Use three sentences maximum and keep the answer as concise as possible. 
{context}
Question: {question}
Helpful Answer:"""
QA_CHAIN_PROMPT = PromptTemplate(
    input_variables=["context", "question"],
    template=template,
)


# Use the LangChain Hub to load a premade prompt
# Uncomment the following, comment out the above, \
    # to use the Hub

#from langchain import hub

#QA_CHAIN_PROMPT = hub.pull("rlm/rag-prompt-default")

In [17]:
# Docs
question = "How can I initialize a ReAct agent?"
docs = retriever.get_relevant_documents(question)

# Chain
chain = load_qa_chain(llm, chain_type="stuff", prompt=QA_CHAIN_PROMPT)

# Run
chain({"input_documents": docs, "question": question}, return_only_outputs=True)
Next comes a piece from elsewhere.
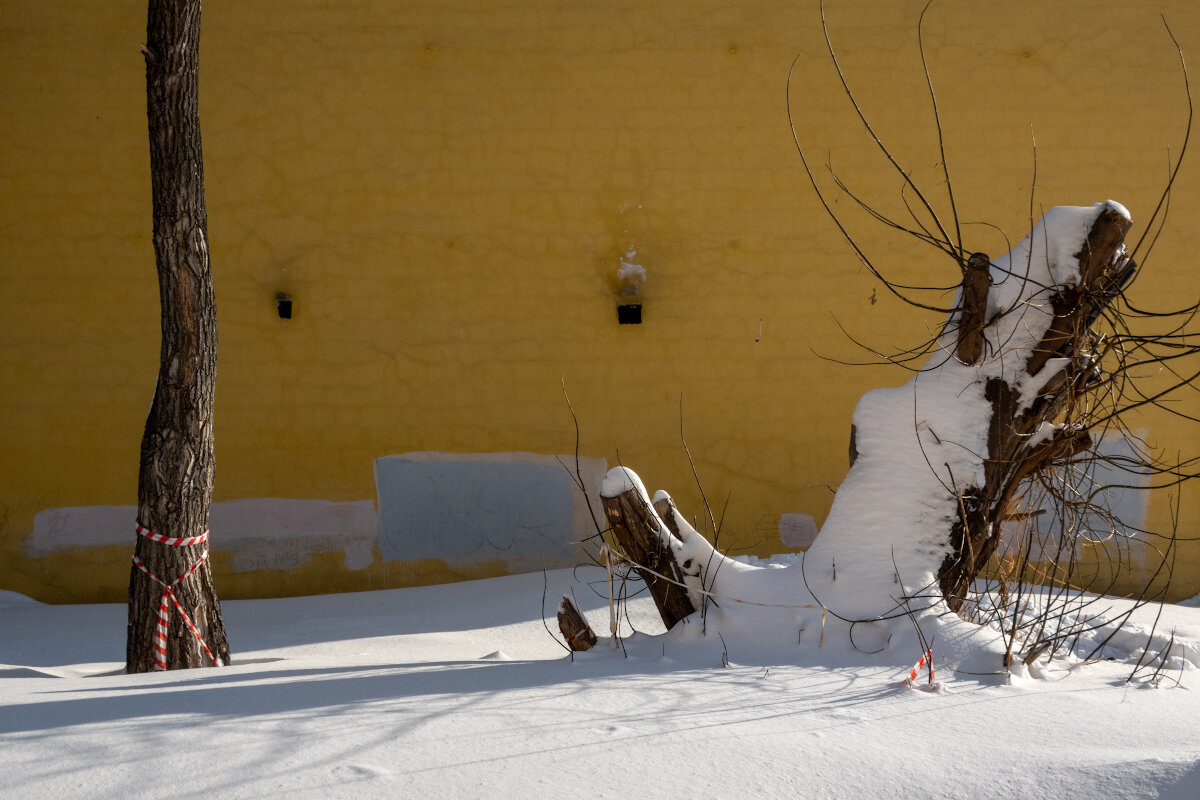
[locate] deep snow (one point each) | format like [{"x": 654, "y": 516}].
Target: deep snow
[{"x": 459, "y": 691}]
{'output_text': 'You can initialize a ReAct agent using the `create_react_agent` method, which takes a language model (LLM) and a sequence of tools as input and returns an agent executor. The agent executor is used to load an agent executor given tools and LLM.'}

# Wrapping Up
In this notebook, you've learned how to use the `Langchain` library to create a question-answering system. 

You've seen how to load a question-answering chain and how to create a prompt template for the system. You've also learned about the importance of keeping answers concise and not making up answers when the system doesn't know the answer. Furthermore, you've explored an alternative way of pulling a default prompt from the `Langchain` hub. 

While we didn't apply an output parser in this notebook, you've gained a solid foundation in setting up a question-answering system with `Langchain`.